Although he doesn't know for certain what happened, he thinks the crew's oxygen supply either ran out or malfunctioned. The crew simply passed out and the plane went down.

Ironically, the night before the accident, one of the crew members, named Wilkerson, of the plane that went down was eating and said it was his final meal.

Since B-24s were not pressurized, the crew had to be on oxygen the entire time. The planes were not heated so they had to wear very heavy coats and pants because the temperature at altitude was 20 degrees below zero.

Phillips was a gunner but when his chance came to be checked out as a first engineer, DeGraw took him to the commanding officer and convinced him Phillips should be an engineer because of his mission experience.

While the missions were serious, there were some lighter moments that were memorable. Some Dutch E Boats arrived where Phillips and DeGrew were stationed. Instead of tying up at the dock, the boats came straight onto the beach. The commanding officer, a Dutch Lieutenant, was dressed in ragged cut off shorts, an oil stained shirt with cut off sleeves and boots. He jumped off the bow of the boat onto the beach and wanted to know where the club was because he needed a beer.

There was no club at that location so the officer got in touch with his uncle who happens to be Lord Louis Mountbatten, 1st Earl Mountbatten of Burma. The next day, a plane arrived with an ample beer supply.

The commanding officer was Philip Mountbatten who is better known today as 96-year-old Prince Philip, Duke of Edinburgh and consort (husband) to Queen Elizabeth II.
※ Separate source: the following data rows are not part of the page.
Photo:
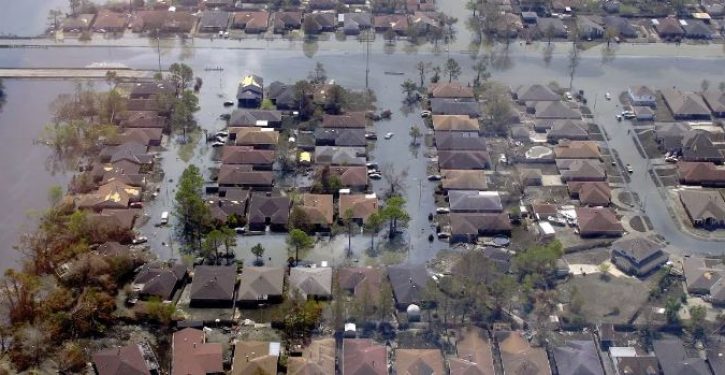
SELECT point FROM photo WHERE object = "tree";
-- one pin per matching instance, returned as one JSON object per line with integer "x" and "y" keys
{"x": 181, "y": 76}
{"x": 672, "y": 311}
{"x": 395, "y": 179}
{"x": 422, "y": 69}
{"x": 318, "y": 74}
{"x": 452, "y": 69}
{"x": 299, "y": 240}
{"x": 573, "y": 64}
{"x": 611, "y": 34}
{"x": 74, "y": 6}
{"x": 481, "y": 69}
{"x": 394, "y": 212}
{"x": 373, "y": 225}
{"x": 409, "y": 89}
{"x": 415, "y": 133}
{"x": 697, "y": 321}
{"x": 189, "y": 207}
{"x": 347, "y": 218}
{"x": 497, "y": 109}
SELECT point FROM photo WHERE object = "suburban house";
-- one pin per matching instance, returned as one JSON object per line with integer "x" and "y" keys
{"x": 260, "y": 285}
{"x": 575, "y": 130}
{"x": 362, "y": 282}
{"x": 109, "y": 22}
{"x": 464, "y": 160}
{"x": 354, "y": 23}
{"x": 701, "y": 173}
{"x": 361, "y": 206}
{"x": 459, "y": 141}
{"x": 242, "y": 118}
{"x": 577, "y": 357}
{"x": 674, "y": 360}
{"x": 255, "y": 357}
{"x": 590, "y": 193}
{"x": 340, "y": 137}
{"x": 311, "y": 282}
{"x": 252, "y": 22}
{"x": 685, "y": 105}
{"x": 319, "y": 22}
{"x": 213, "y": 21}
{"x": 159, "y": 280}
{"x": 259, "y": 160}
{"x": 258, "y": 138}
{"x": 282, "y": 95}
{"x": 396, "y": 22}
{"x": 638, "y": 255}
{"x": 467, "y": 227}
{"x": 244, "y": 176}
{"x": 363, "y": 357}
{"x": 642, "y": 96}
{"x": 454, "y": 123}
{"x": 621, "y": 25}
{"x": 535, "y": 93}
{"x": 333, "y": 155}
{"x": 266, "y": 209}
{"x": 191, "y": 354}
{"x": 353, "y": 177}
{"x": 547, "y": 28}
{"x": 450, "y": 90}
{"x": 706, "y": 208}
{"x": 577, "y": 150}
{"x": 474, "y": 353}
{"x": 250, "y": 92}
{"x": 698, "y": 146}
{"x": 317, "y": 358}
{"x": 283, "y": 22}
{"x": 475, "y": 201}
{"x": 593, "y": 222}
{"x": 213, "y": 286}
{"x": 460, "y": 179}
{"x": 124, "y": 360}
{"x": 408, "y": 283}
{"x": 705, "y": 276}
{"x": 669, "y": 28}
{"x": 352, "y": 120}
{"x": 556, "y": 110}
{"x": 581, "y": 170}
{"x": 715, "y": 100}
{"x": 440, "y": 106}
{"x": 519, "y": 357}
{"x": 318, "y": 209}
{"x": 696, "y": 29}
{"x": 419, "y": 361}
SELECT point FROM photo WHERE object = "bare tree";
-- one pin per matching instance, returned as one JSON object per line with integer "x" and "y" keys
{"x": 394, "y": 178}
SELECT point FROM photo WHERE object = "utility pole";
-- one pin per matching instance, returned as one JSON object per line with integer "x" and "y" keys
{"x": 158, "y": 47}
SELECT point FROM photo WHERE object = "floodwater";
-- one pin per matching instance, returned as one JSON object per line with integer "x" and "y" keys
{"x": 27, "y": 18}
{"x": 597, "y": 73}
{"x": 25, "y": 176}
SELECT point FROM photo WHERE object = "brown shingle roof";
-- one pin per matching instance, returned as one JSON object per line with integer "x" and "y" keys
{"x": 192, "y": 355}
{"x": 419, "y": 361}
{"x": 363, "y": 357}
{"x": 253, "y": 358}
{"x": 596, "y": 221}
{"x": 362, "y": 205}
{"x": 318, "y": 207}
{"x": 458, "y": 179}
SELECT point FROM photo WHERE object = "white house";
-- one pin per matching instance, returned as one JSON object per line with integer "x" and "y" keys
{"x": 642, "y": 96}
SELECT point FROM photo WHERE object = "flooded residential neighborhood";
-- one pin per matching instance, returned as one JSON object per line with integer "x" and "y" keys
{"x": 346, "y": 187}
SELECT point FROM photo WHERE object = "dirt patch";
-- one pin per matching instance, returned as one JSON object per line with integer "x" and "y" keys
{"x": 614, "y": 300}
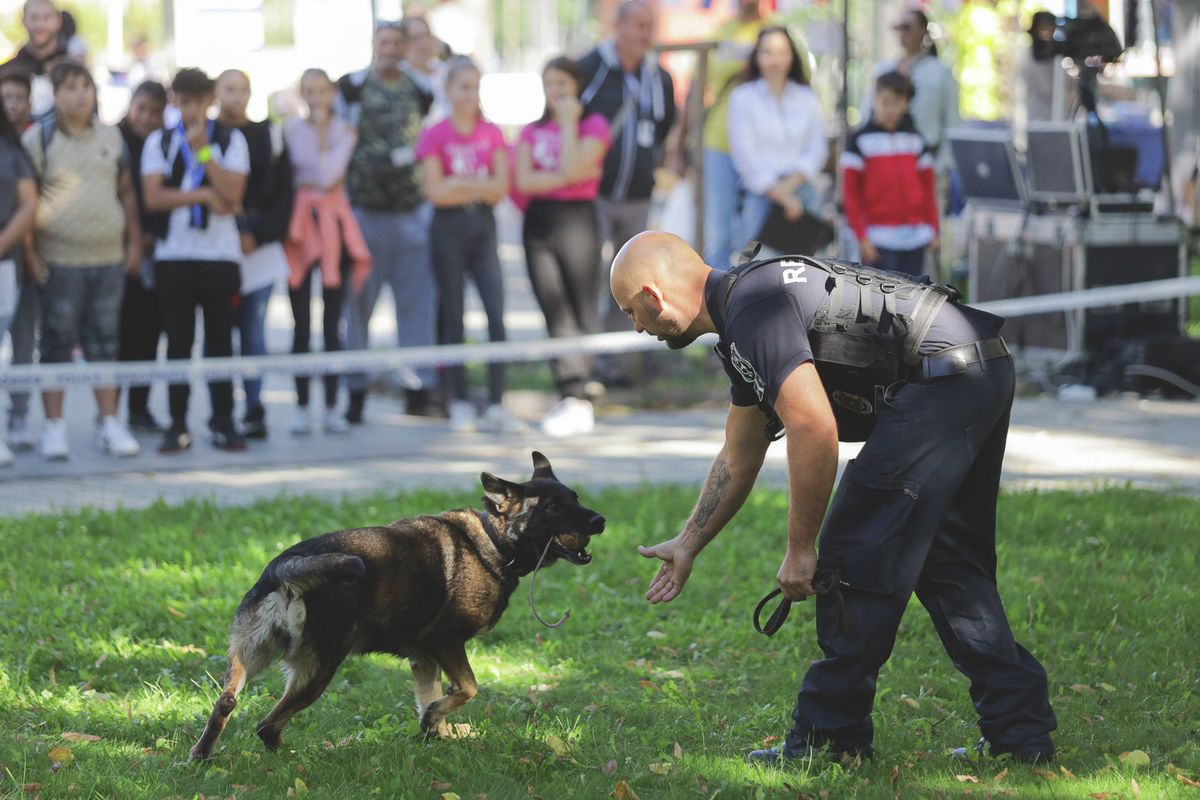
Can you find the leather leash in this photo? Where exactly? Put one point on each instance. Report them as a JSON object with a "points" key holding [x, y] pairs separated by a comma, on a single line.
{"points": [[825, 582]]}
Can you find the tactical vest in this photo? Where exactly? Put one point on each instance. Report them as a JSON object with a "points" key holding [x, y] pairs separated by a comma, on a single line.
{"points": [[861, 346]]}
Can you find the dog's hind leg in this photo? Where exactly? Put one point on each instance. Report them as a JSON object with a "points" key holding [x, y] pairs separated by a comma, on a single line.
{"points": [[234, 681], [306, 683], [453, 660]]}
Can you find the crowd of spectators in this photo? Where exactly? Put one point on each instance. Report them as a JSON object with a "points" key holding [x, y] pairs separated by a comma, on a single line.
{"points": [[114, 236]]}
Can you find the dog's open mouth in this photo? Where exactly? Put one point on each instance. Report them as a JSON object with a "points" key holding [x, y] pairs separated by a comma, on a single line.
{"points": [[573, 547]]}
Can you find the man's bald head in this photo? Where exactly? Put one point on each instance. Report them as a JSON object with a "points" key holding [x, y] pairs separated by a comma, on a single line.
{"points": [[658, 280], [653, 257]]}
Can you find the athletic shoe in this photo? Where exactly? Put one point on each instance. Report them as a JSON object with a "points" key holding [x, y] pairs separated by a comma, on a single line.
{"points": [[226, 437], [785, 755], [1041, 753], [498, 419], [54, 440], [21, 435], [568, 417], [301, 421], [177, 439], [115, 439], [143, 422], [253, 425], [335, 422], [462, 416]]}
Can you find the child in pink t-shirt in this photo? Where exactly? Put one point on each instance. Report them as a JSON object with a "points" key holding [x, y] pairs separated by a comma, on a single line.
{"points": [[466, 172], [559, 161]]}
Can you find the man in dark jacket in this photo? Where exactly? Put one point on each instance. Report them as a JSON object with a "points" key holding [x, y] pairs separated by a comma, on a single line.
{"points": [[623, 82]]}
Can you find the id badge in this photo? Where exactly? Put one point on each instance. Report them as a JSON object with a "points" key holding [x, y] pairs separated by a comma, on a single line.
{"points": [[403, 156], [645, 133]]}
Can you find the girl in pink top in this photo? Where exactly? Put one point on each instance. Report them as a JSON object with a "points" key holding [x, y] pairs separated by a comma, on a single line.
{"points": [[323, 235], [559, 160], [465, 166]]}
DeGraw got three bottles of ale out of this encounter. It tasted good and that's all he could remember.

"We could do things then they can't do today," DeGraw said. "Today, the have to be politically correct."

On one mission, all the gunners decided to fire out one side of the plane. The pilots eyes were really big because he thought the plane had been hit.

The tail gunner had to be careful about moving the gun too much because it weighed so much, it could actually effect the control of the plane, DeGraw said.

Being on the beach had other advantages. They built their own showers on the beach that allowed the water to run off. While is was a simple thing, it meant a lot to the men, Phillips said.

For all their missions, the Glamoura's was a good plane and every one got home safely.

"We all made it through New Guinea and that was something," Phillips said.

"She was a good old bird," DeGraw said. "We never lost a man. I brought everybody home."

After World War II, DeGraw continued to serve as a pilot until 1967 flying 25 combat missions in Korea in an A 26 and seven combat missions in Vietnam in an A 1. He was injured twice by shrapnel, once in the knee and in the shoulder. He served for 27 years.